No one could claim that Quinn has not pushed for pension reform. Early in the debate, he stayed somewhat on the sidelines, saying only that he would support a “constitutional” plan. But in the last year, he has gone all in on pension reform, presenting his own framework for changes to employee benefits. He has even claimed, “I know that I was put on Earth to get this [pension reform] done,” but when he called a special legislative session on pensions, nothing happened. And his online efforts to educate the public on growing pension costs, starring Squeezy the Pension Python, have been roundly mocked.
His struggle to get pension reform passed strikes at the heart of Quinn’s problem: Whether it is fair, it seems most voters just don’t see him as effective.

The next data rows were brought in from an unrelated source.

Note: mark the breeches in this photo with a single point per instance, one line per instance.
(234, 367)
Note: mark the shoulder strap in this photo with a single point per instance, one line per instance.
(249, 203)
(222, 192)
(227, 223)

A former governor who had to make some unpopular cuts in his day says that demonstrating his ability to lead is the key to Quinn bringing up his approval rating. “Public opinion can change. My experience has been: At the state level, once your numbers are down, it’s hard to get them back up,” says former Gov. Jim Edgar. “But it doesn’t mean they can’t come back. [Former Republican Gov. Richard] Ogilvie, his numbers got down after the income tax. They came back up. Not quite enough. He just barely lost to [former Democratic Gov.] Dan Walker. ... I think Ogilvie demonstrated as governor he was willing to do a lot of tough things and get things done. He managed well, and I think that’s what governor Quinn would have to do. He would have to demonstrate that he is managing the state, [that] he is getting some problems solved.”

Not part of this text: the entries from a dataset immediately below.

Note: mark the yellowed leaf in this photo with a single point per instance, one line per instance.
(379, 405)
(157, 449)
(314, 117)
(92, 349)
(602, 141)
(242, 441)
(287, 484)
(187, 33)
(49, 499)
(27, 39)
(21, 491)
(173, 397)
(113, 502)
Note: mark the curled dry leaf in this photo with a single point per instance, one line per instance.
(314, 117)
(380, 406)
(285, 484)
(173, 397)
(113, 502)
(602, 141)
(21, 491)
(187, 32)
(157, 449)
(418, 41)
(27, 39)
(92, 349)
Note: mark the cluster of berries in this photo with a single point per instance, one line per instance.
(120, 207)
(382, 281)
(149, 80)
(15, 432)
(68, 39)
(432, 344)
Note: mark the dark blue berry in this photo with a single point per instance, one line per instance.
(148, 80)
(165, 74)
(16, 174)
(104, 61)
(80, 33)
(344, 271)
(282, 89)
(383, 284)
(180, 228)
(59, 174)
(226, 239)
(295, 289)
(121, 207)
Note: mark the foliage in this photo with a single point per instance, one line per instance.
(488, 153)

Of course, Edgar, a Republican, likely hopes that Quinn cannot increase his public approval numbers. But Edgar concedes even if he can’t, it does not mean that Republicans can defeat Quinn in the 2014 race for the governor’s office. “I think [Quinn’s low approval rating is] why in two years, we have a chance of coming back and making this state a two-party state if we win the governor’s race. I think we have an opportunity to do that. It’s an opportunity. It’s not a guarantee. We’ve got to make sure we nominate the best candidate and that that’s a candidate who can not only win a primary, but he’s got to win the general election. And to win the general election in Illinois, you’ve got to appeal to independents and Democrats.”
The survey from Public Policy Polling shows Quinn trailing potential Republican challengers state Sen. Kirk Dillard and state Treasurer Dan Rutherford. Quinn did beat Illinois Congressman Aaron Schock in the poll, but only by one percentage point. The poll also shows voters favored potential primary challengers Bill Daley and Attorney General Lisa Madigan over Quinn.

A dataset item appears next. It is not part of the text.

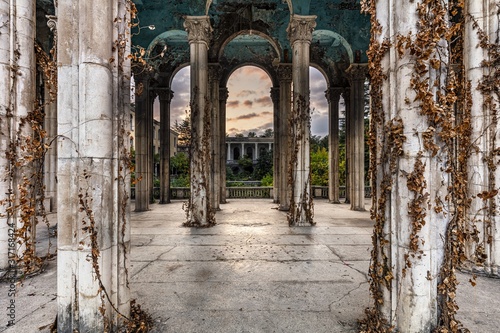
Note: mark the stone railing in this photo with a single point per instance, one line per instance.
(240, 192)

It is a rough time to be an executive in America. The buck stops with you, and there are not enough bucks to go around. Charismatic President Barack Obama has seen his approval rating dip. According to Gallup polling, the lowest plunge was down to 38 percent. It has since recovered to 51 percent.
So it is no surprise that Quinn is not currently winning any popularity contests. And he has nothing but unpopular choices in front of him for the rest of his current term — pension reform, budget cuts and possibly more reductions to Medicaid. But if he can lead the way on those issues and work effectively with the legislature, where there will soon be a Democratic supermajority, he might be able to rehabilitate his image.